Лишь один мужик сжалился и пустил их на ночь. Был он вял, тих, безропотен, глаза тусклые, волосы будто пеплом припорошенные. Впустил гостей и сел убито на лавку, как сидел, видно, и до этого: понурив голову, не говоря ни слова, словно в избе никого не было. Не иначе тяжкое горе отстранило его от всего вокруг. Лишь когда гости, не решаясь ни о чем спросить его, улеглись на полу, хозяин тихим, заупокойным голосом поведал им свою беду.
– Окаянные ляхи вконец допекли. Животину всю прибрали, жито вымолотили, а что в скирдах было, пожгли. Вчистую обездолили. По сусекам останнее соскреб – до весны и дожити не помышляю. Да я-то что? Сына нечестивцы в свои таборы сволокли, а невестку проклятый пан Мушницкий насильством взял. Загубил бабенку. Намеднись из петли ее вынул, схоронил кое-как. Мне уж и самому белый свет не мил. Видать по всему, бог судил тоже преставиться…
На рассвете, тихо покинув мужика, обессиленные, изголодавшиеся, продрогшие до костей, побрели они дальше и остановились в лесистом долу. Скукожившись под старой елью, безразлично молчали.
Полдневное солнце весело искрило снега, блескучий иней сыпался с веток, звенькали хлопотливые синицы-московки, перелетая с куста на куст, и Фотинке, уже не чувствующему от стужи тела, хотелось навеки остаться тут.
– Околеем ведь, Огарка, – непослушными черными губами прошептал он. – Пойдем куды-нито.
– Погодим, – отозвался приятель. – Все одно тоже не будет. А в лепоте такой и околеть сладко.
– Еще чего, околеть! – запротивился, встряхиваясь, детина. – Ну-ка, подымайся! Куды подадимся-то?
– Опричь Москвы боле некуда. Тамо всякая щель своя, найдем кров до весны… – с неохотой и не сразу поднимаясь, ответил ему Огарий.
Своей великостью, теснотой, многолюдством, пестротой, разнообразием построек и кровель – двускатных, кубом, палаткой, крещатой бочкой, с флажками, флюгерками, цветными маковками, своей мешаниной пышного богатства со скособоченным посадским жильем Москва ошеломила Фотинку.
От криков снующих ребятишек, лая собак, перебранки баб, остановившихся с бадьями на коромыслах посреди занавоженной улочки, конского топота, визга санных полозьев, стука плотничьих топоров, чада и грома кузниц и еще многого иного, что растерянно примечали глаза и слышали уши, захватило дух. Несмотря на лихое время, в людских заторах можно было видеть скопища возов, полных ремесленного товара.

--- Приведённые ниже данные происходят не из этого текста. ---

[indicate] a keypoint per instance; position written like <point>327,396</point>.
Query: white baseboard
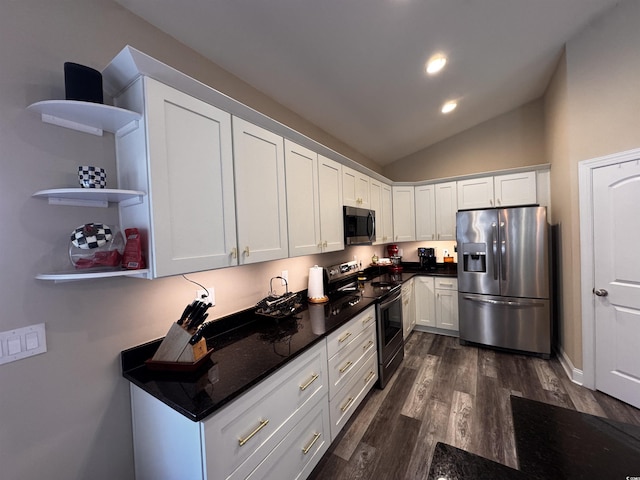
<point>574,374</point>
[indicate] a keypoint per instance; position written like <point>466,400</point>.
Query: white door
<point>616,196</point>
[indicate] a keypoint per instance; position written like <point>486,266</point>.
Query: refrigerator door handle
<point>508,303</point>
<point>494,242</point>
<point>503,252</point>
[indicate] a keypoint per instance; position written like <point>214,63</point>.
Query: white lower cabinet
<point>408,307</point>
<point>353,367</point>
<point>437,303</point>
<point>247,437</point>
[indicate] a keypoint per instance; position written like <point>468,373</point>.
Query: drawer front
<point>343,337</point>
<point>446,283</point>
<point>343,405</point>
<point>300,451</point>
<point>345,364</point>
<point>250,427</point>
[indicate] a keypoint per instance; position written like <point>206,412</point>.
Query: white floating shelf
<point>90,197</point>
<point>75,275</point>
<point>88,117</point>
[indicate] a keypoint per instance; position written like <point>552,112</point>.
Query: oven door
<point>389,320</point>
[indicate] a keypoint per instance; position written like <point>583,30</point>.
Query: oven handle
<point>394,298</point>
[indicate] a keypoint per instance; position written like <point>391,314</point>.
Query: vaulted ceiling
<point>356,68</point>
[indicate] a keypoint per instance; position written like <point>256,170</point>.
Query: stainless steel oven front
<point>390,342</point>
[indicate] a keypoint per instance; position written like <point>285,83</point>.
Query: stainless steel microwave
<point>359,226</point>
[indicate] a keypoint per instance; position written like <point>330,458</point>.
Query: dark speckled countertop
<point>247,349</point>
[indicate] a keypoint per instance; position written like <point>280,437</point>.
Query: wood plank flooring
<point>445,392</point>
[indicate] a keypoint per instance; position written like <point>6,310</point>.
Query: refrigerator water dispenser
<point>474,257</point>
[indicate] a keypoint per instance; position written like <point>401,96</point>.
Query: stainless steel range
<point>346,279</point>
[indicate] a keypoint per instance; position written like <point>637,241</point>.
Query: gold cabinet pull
<point>344,337</point>
<point>367,320</point>
<point>311,380</point>
<point>346,366</point>
<point>306,449</point>
<point>263,423</point>
<point>346,406</point>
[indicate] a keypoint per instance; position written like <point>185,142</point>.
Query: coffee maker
<point>427,257</point>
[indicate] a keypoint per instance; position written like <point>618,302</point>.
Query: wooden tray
<point>178,366</point>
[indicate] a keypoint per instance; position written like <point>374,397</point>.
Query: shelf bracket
<point>70,124</point>
<point>74,202</point>
<point>128,128</point>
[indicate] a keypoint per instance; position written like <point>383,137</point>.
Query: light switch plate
<point>22,342</point>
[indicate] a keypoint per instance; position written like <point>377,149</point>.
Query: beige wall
<point>592,109</point>
<point>515,139</point>
<point>65,414</point>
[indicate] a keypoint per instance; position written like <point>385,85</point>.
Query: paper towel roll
<point>315,291</point>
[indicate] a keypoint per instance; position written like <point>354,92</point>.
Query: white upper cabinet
<point>355,188</point>
<point>314,201</point>
<point>446,208</point>
<point>261,210</point>
<point>475,193</point>
<point>185,160</point>
<point>303,214</point>
<point>515,189</point>
<point>404,217</point>
<point>330,191</point>
<point>381,203</point>
<point>425,212</point>
<point>497,191</point>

Торг шел с саней даже на речном льду. Знать, и в самом деле московский народ, как тем и поминали его, был хват хватом – бойкий, дошлый, непоседливый, никогда не теряющий задора.

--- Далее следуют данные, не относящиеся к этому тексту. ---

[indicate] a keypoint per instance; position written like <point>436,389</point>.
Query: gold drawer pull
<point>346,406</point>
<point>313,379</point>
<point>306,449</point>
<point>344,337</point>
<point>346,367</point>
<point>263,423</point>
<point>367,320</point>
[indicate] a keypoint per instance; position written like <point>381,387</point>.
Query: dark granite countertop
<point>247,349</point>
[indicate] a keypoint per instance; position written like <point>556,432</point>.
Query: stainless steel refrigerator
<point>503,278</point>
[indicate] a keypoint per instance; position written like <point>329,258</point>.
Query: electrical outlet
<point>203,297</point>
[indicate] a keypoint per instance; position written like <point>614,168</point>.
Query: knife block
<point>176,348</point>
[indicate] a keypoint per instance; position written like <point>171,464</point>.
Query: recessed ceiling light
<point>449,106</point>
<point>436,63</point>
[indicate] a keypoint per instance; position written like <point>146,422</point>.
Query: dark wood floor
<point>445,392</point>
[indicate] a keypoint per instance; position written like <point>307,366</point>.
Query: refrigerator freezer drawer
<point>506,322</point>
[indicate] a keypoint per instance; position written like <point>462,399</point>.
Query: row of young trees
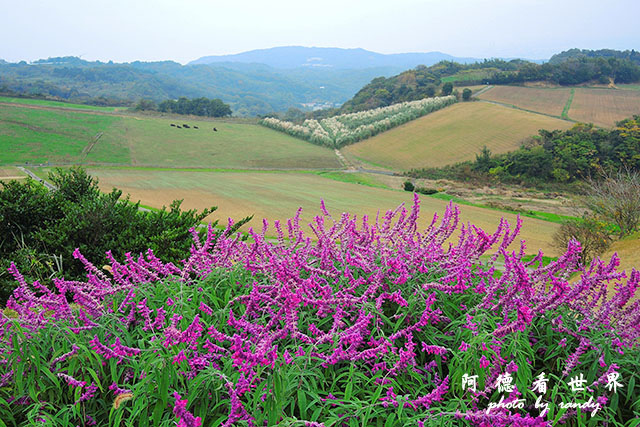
<point>344,129</point>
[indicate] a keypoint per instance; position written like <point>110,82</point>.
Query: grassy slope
<point>153,142</point>
<point>451,135</point>
<point>9,173</point>
<point>277,195</point>
<point>56,104</point>
<point>38,135</point>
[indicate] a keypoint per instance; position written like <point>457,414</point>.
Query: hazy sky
<point>128,30</point>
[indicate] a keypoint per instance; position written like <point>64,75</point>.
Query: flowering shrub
<point>345,129</point>
<point>368,323</point>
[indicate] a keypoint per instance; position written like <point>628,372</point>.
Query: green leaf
<point>390,421</point>
<point>302,403</point>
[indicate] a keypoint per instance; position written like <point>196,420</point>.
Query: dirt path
<point>566,119</point>
<point>37,178</point>
<point>481,91</point>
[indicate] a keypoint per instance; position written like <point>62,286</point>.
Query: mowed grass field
<point>41,135</point>
<point>38,135</point>
<point>153,142</point>
<point>544,100</point>
<point>453,134</point>
<point>604,107</point>
<point>56,104</point>
<point>9,173</point>
<point>278,195</point>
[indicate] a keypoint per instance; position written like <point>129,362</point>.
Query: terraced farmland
<point>604,107</point>
<point>548,101</point>
<point>452,135</point>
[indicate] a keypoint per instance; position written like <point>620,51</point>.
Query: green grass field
<point>56,104</point>
<point>40,135</point>
<point>277,195</point>
<point>152,141</point>
<point>452,135</point>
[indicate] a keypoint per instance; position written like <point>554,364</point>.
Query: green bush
<point>40,229</point>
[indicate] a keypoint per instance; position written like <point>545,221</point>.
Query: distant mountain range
<point>287,57</point>
<point>253,83</point>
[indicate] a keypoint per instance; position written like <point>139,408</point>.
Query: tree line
<point>567,68</point>
<point>196,107</point>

Фотинка плелся за Огарием, не закрывая от изумления рта, а уродец, отмечая свои приметы, знай бормотал себе под нос:
– Не та ныне Москва, скучна, скудна стала. И товарец – одни пустые лукошки до мочала. Вишь, вон и за отруби дерутся, зипуны рвут…

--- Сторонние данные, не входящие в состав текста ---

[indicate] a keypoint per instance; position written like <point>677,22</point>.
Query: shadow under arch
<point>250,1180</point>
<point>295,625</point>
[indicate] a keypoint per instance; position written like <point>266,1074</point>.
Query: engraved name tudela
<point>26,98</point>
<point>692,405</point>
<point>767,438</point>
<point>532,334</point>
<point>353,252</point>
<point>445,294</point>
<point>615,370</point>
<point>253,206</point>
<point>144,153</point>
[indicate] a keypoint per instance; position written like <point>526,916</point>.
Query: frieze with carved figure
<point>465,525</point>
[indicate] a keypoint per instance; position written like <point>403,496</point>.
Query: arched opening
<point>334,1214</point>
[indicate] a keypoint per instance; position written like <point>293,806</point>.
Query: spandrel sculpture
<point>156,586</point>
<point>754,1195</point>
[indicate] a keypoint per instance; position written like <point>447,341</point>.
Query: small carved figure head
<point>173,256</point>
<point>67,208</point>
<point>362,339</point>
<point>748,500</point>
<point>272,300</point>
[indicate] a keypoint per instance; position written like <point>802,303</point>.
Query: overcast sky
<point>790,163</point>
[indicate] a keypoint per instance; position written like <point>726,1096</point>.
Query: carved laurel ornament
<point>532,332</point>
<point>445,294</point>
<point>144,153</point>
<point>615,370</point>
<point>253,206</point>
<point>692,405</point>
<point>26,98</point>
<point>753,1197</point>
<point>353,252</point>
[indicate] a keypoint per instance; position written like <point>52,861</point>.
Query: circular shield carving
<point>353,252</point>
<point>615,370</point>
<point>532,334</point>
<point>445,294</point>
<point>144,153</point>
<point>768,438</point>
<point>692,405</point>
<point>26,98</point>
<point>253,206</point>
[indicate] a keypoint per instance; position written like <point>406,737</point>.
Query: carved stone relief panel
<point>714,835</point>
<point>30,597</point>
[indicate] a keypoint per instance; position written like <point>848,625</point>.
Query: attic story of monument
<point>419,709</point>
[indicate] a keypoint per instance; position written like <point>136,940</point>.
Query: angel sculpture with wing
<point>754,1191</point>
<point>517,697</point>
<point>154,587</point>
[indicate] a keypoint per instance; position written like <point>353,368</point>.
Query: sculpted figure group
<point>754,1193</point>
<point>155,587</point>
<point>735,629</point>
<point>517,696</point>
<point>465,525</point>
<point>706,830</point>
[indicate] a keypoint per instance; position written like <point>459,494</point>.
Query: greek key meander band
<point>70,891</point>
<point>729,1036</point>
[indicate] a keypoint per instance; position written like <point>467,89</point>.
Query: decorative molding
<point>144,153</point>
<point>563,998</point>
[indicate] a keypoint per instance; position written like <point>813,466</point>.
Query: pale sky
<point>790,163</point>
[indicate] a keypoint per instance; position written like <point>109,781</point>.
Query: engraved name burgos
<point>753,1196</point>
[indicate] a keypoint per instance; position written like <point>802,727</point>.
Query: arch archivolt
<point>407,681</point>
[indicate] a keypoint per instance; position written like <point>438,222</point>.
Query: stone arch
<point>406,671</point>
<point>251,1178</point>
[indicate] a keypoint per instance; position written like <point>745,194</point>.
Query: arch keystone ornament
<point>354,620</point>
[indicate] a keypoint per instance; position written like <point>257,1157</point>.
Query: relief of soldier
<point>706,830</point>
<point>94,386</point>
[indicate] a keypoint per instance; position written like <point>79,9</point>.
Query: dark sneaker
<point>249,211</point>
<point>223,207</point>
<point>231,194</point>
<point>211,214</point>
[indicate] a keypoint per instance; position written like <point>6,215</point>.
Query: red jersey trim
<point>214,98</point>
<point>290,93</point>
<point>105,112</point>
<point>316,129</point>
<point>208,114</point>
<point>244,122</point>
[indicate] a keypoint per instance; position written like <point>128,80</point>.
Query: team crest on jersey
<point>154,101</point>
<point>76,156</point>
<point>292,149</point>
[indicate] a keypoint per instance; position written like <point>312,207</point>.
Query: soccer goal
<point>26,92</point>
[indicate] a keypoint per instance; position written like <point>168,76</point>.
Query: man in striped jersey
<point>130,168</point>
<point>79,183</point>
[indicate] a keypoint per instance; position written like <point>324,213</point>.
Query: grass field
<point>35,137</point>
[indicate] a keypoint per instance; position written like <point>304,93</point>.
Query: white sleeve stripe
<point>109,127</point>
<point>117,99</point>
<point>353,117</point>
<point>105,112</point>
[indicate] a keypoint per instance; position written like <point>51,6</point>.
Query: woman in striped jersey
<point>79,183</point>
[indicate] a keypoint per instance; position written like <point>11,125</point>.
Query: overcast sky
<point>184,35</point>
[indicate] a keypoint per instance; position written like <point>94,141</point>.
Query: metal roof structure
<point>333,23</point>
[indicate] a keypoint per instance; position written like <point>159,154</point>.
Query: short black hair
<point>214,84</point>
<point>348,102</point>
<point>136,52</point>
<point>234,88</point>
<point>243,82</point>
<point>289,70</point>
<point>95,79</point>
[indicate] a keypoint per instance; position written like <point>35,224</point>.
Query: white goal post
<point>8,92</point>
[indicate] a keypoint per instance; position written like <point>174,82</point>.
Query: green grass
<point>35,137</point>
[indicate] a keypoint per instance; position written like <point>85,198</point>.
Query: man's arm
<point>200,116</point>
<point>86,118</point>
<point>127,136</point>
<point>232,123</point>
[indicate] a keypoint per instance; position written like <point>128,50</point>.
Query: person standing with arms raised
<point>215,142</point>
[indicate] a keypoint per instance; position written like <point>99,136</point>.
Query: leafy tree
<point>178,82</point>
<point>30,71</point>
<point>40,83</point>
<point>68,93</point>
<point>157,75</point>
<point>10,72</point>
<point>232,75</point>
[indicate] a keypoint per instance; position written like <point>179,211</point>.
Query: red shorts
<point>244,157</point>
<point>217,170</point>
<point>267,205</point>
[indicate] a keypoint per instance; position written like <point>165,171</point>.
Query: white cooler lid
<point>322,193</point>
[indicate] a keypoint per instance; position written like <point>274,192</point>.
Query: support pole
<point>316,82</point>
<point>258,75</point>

Больше всего Фотинку поразило множество малых деревянных и больших белокаменных нарядных церквей,
– А чего тут дивного? – не разделял восторгов приятеля Огарий. – Испокон строили. Храмов тут верных сорок сороков. Отыщем и мы божеское местечко на паперти, а то к божедомам приткнемся, за Христа ради хлебца попросим.
– Есть-то ужас хочется! – посетовал Фотинка.
– Дал бог зубы, даст и хлебца, – успокоил его всеведущий бродяжка.
Приткнулись они попервости в какой-то грязной и вонючей богадельной избе. Тут же у Огария нашлись знакомцы, которые поделились с ним жмыхом и печеной репиной. Найдя в сутеми место у двери, Фотинка с недожеванным куском во рту сразу уснул, сморенный усталостью.
Проснулся он с первым лучом солнца, что силился пробиться сквозь подслеповатое окошечко. Перед ним и возле него копошилось, хрипело, урчало, заходилось кашлем, стонало плотное людское скопище. В своей слитности оно почудилось Фотинке неведомым и опасным чудовищем. Испугавшись, он вскочил и с маху ткнул кулаком обитую драным войлоком дверь. На улице долго приходил в себя, недоумевая, где очутился.